Verbunden mit der Liebe, die vom ersten Tag auch unseres Lebens um uns und über uns ist. „Gott ist die Liebe; und wer in der Liebe bleibt, der bleibt in Gott und Gott in ihm.“ Dieser Vers aus dem ersten Johannesbrief steht auf Ihrer Betglocke, hier im Turm der Petruskirche. „Gott ist Liebe; und wer in der Liebe bleibt, der bleibt in Gott und Gott in ihm.“

Wenn die Glocke zum Gottesdienst einlädt, wenn sie abends um 6 Uhr erklingt, wenn sie nachher beim Vaterunser läutet, dann ruft sie uns diese Liebe Gottes in Herz und Sinn, dann nimmt sie uns hinein in das, was uns alle verbindet und was im Letzten trägt. Darum beginnen wir das Vaterunser so oft mit dem Satz, dass wir alles, was wir auf dem Herzen haben, in diese Worte hineinlegen. Darum lehrt Jesus seine Jüngerinnen und Jünger dieses Gebet, als sie nicht wissen, was und wie sie eigentlich beten sollen.

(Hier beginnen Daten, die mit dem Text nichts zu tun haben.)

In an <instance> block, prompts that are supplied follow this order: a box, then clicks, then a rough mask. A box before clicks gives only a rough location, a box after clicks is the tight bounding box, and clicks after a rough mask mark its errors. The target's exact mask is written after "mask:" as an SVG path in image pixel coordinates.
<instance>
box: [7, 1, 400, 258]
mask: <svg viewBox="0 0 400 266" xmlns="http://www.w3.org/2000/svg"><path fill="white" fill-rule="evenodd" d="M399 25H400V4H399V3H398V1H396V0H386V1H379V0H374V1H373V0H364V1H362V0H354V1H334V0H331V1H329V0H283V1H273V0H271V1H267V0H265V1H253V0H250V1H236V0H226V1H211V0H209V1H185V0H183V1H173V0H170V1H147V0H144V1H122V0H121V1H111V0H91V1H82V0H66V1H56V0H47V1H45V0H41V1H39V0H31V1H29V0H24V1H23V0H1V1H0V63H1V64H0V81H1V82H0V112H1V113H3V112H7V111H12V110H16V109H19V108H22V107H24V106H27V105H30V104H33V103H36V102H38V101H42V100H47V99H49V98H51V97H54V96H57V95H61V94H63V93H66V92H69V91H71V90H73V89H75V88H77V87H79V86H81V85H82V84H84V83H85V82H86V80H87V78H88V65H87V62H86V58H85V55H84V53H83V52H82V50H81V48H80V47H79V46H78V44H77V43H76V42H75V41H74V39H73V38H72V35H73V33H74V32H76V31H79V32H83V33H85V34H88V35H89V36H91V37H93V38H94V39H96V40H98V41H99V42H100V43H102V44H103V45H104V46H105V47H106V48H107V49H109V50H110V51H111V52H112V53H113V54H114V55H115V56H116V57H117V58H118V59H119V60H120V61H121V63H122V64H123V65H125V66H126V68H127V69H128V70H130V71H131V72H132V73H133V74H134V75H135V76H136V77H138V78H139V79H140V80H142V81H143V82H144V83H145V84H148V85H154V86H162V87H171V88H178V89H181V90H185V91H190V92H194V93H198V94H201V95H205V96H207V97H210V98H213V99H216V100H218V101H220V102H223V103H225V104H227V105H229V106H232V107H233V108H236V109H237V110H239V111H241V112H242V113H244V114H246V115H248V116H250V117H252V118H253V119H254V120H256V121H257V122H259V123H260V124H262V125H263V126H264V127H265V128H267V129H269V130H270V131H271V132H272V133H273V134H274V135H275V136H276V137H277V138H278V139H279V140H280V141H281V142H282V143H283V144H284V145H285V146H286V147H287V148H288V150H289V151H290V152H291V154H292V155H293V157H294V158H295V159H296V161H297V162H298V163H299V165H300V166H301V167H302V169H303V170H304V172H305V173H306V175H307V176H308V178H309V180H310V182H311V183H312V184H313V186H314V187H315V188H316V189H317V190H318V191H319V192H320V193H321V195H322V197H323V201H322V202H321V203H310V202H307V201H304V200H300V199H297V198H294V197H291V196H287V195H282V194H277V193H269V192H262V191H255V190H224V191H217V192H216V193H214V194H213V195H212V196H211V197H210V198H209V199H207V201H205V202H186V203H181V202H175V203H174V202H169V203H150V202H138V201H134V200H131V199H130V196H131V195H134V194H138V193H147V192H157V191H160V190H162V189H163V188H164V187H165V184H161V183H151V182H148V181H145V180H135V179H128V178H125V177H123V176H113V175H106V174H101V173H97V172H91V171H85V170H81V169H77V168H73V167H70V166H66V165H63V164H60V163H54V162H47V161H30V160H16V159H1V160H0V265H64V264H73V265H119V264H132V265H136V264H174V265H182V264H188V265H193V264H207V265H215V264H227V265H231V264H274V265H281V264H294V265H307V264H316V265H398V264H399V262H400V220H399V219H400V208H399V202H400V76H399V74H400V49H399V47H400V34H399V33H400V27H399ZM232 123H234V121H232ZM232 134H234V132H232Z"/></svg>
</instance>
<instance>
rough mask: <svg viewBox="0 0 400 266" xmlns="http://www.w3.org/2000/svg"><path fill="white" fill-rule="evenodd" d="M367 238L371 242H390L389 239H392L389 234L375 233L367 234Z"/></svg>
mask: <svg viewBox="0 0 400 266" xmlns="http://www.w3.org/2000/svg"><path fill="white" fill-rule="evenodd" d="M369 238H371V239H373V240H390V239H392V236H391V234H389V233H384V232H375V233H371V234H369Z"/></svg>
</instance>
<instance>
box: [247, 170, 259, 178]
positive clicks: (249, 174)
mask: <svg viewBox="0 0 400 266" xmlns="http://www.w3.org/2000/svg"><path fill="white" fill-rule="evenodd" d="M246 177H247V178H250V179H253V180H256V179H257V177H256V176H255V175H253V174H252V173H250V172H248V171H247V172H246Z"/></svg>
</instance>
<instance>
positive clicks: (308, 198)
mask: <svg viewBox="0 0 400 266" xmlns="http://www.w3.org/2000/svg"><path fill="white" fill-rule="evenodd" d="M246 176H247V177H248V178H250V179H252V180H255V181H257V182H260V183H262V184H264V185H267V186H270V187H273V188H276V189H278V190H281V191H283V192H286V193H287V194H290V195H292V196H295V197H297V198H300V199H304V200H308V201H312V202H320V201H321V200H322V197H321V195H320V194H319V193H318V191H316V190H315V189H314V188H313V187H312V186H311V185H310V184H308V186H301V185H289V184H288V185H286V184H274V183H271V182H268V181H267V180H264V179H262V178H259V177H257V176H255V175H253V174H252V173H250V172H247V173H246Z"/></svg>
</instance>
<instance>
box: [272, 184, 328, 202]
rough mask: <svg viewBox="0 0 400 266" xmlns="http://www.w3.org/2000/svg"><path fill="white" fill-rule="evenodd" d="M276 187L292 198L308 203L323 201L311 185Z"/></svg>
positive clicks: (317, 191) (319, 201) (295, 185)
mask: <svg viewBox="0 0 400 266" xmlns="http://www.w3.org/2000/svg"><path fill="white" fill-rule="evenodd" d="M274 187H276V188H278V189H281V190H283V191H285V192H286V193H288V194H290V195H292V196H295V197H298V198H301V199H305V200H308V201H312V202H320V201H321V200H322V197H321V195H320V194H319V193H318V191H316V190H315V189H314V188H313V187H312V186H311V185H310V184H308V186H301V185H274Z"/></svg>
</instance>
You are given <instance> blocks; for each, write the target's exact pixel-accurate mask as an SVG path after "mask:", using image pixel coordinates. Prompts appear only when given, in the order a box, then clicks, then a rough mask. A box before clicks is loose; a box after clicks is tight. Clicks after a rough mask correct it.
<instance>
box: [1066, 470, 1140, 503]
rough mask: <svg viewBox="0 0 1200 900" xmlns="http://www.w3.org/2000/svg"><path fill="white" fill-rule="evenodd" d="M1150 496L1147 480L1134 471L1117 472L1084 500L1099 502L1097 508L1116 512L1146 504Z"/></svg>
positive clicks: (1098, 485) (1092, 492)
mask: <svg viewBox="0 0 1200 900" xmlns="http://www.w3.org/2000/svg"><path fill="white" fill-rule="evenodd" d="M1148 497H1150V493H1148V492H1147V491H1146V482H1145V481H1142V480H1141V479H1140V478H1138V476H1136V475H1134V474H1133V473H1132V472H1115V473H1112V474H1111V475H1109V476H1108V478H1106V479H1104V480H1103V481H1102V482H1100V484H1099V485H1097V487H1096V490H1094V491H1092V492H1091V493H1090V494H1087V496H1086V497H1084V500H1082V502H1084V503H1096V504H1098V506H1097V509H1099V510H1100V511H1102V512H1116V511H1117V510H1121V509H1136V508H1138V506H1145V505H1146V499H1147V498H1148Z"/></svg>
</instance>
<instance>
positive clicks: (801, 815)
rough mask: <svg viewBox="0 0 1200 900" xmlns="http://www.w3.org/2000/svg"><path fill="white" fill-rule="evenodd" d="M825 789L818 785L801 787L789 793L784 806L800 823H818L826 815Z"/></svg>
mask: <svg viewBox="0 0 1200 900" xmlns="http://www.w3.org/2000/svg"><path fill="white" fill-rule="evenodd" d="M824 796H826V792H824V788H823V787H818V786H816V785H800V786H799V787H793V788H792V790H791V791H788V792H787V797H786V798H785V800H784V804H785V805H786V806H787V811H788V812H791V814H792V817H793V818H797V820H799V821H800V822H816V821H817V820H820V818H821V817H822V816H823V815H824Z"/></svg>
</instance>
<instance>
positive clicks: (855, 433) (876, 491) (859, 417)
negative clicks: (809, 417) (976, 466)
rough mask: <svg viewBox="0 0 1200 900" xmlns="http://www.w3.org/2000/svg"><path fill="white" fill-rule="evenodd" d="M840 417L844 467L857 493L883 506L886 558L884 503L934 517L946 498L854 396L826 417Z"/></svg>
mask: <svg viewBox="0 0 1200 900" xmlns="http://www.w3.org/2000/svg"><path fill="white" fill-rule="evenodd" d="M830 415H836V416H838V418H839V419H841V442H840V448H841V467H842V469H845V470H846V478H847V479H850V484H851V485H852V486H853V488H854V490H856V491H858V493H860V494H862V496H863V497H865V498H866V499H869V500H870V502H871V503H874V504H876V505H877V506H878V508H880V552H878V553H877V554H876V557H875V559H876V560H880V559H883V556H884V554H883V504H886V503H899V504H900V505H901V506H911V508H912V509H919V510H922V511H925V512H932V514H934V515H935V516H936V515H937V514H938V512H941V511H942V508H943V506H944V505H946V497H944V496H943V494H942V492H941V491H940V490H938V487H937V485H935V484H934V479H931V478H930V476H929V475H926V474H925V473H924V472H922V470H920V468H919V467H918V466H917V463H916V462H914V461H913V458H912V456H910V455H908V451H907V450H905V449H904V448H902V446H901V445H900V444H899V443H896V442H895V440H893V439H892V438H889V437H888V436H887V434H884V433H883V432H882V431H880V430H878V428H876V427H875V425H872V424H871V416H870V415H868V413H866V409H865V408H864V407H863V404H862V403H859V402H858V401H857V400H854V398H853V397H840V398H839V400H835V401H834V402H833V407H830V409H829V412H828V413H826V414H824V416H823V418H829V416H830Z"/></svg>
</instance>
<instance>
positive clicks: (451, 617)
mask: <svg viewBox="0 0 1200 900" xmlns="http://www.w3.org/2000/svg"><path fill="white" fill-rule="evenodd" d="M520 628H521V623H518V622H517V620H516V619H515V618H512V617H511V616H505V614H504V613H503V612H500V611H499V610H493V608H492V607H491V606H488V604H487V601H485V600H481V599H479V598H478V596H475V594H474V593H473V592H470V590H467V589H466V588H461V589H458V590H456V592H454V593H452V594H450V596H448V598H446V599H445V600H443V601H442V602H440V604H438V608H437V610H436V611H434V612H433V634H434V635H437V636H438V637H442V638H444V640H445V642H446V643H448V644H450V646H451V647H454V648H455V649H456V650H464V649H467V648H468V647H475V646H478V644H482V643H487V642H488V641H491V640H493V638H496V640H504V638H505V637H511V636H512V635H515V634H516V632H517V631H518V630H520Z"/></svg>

Das Vaterunser sagt alles. Wir leihen uns diese Worte, wir vertrauen uns ihnen an, wir legen uns in sie hinein, weil es im letzten nicht darauf ankommt, wie fest wir stehen, wie beständig unsere Zuversicht ist, wie klug oder eloquent wir sind, wie zweifelsfrei unsere Überzeugung… Wichtig ist nur das eine: Dass wir uns der Liebe anvertrauen, die der Grund unseres Lebens ist, die uns mit allem Menschlichen verbindet, und die Gott selber ist.

 Ich habe das Vaterunser oft so erlebt, Gänsehaut verursachend gesprochen zusammen mit Tausenden auf Kirchentagen, tröstend geflüstert in unruhigen und gedankenschweren Nächten, mutmachend in Augenblicken der Unsicherheit oder Sorge.

Ich erinnere mich an einen jungen Mann, dessen Vater ich beerdigen sollte. Es war schnell deutlich – mit Kirche und Glauben schien er nicht viel am Hut zu haben. Im Beerdigungsgespräch erzählte er, wie sein Vater im Krankenhaus starb und er dabei war. Ich fragte ihn, was er dann gemacht hätte. Er sagte: „Ich habe versucht, das Vaterunser zu beten. Ich bin hängen geblieben und wusste nicht weiter. Da habe ich von vorne angefangen – und dann habe ich es geschafft!“ Das Vaterunser – offenbar fielen ihm keine anderen Worte ein in diesem Moment, die seine Liebe zu seinem verstorbenen Vater besser ausgedrückt hätten. Und so vertraute er sich diesem Herzschlag unseres Glaubens an – und fand darin Trost für den Augenblick und Mut für den nächsten Schritt.

Was für ein Geheimnis, was für ein Schatz aus der Liebe Gottes ist uns da geschenkt.

Vielleicht denken wir in Zukunft daran, wenn wir in der Ferne eine Kirchenglocke hören, sprechen in Gedanken ein schnelles Vaterunser und verbinden uns mit dieser Liebe.